Why games are not art - gregpurtell
http://venturebeat.com/2012/04/29/games-are-not-art/

======
msabalau
Personally, I find helpful Adam Sessler's distinction that video games may not
be art, but they are certainly culture.

Of course, the word "art" means some many different and contridictory things
to so many different people (and often to the same person) that I'm not
certain it's very useful to have a "is it art or not" conversation with
someone unless they define what they mean by art in the first place.

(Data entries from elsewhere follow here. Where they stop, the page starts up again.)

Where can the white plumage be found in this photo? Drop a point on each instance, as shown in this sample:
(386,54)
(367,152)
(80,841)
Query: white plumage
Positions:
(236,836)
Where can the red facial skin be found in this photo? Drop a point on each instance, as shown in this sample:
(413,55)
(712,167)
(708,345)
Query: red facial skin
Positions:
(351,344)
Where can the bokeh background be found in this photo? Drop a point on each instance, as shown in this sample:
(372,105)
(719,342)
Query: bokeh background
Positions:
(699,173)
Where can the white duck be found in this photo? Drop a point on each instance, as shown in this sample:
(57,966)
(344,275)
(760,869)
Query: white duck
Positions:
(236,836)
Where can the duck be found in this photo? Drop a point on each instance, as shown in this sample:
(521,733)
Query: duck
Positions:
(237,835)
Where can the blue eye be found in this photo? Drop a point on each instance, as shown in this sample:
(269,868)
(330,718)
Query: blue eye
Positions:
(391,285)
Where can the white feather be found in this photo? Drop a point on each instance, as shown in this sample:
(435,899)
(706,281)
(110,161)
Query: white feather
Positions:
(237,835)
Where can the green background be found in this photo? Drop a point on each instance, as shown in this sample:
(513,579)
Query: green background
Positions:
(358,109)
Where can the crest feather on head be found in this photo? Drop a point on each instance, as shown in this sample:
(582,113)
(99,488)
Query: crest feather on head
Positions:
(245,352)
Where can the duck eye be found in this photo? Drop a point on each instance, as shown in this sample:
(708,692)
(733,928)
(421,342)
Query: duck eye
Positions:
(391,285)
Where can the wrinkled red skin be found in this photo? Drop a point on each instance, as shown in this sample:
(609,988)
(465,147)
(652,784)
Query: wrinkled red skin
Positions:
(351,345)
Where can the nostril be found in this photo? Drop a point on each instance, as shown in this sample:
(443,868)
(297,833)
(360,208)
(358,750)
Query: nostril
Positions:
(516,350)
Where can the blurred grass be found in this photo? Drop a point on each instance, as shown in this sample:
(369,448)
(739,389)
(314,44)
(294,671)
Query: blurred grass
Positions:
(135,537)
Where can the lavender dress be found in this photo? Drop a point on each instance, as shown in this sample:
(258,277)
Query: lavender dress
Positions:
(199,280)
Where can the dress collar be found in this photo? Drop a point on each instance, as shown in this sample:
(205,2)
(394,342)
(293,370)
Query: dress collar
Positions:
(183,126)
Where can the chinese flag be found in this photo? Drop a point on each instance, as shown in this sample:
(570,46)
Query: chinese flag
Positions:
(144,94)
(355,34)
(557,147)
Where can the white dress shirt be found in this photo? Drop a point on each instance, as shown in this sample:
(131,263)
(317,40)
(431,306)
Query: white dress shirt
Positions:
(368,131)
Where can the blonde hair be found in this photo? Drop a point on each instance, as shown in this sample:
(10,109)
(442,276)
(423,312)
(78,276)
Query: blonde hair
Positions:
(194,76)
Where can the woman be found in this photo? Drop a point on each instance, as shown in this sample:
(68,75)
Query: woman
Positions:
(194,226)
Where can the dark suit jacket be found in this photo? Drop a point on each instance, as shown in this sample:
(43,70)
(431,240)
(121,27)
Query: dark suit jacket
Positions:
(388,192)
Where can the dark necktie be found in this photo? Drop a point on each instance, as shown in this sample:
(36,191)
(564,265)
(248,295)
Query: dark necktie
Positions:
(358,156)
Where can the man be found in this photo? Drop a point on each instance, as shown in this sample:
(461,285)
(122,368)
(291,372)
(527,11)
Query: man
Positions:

That being said, the way this author goes to MOMA, and then grunts a disgusted
"art is bullshit" like he was some character from a 1920s novel is fairly
lame. Modern art has been around longer than any of us has, and six year old
kids at the Tate Modern are capable of "getting" much of it on certain levels.
One can appreciate that something may not be to a person's taste, but boastful
willing ignorance is bad form.

------
bunderbunder
The very phrasing of the question betrays the author's weak understanding of
the subject. _Of course_ games aren't art. Games are a medium.

And like any modern medium, it can be used to make art such as the game We the
Giants, or the film Un Chien Andalou. It can also be used to make things that
some might not consider to be purely art but that at least indisputably
contain a lot of art, such as most any RPG or Hollywood movie. And of course
there's also your straight-up entertainment - a sports game or a sports
broadcast.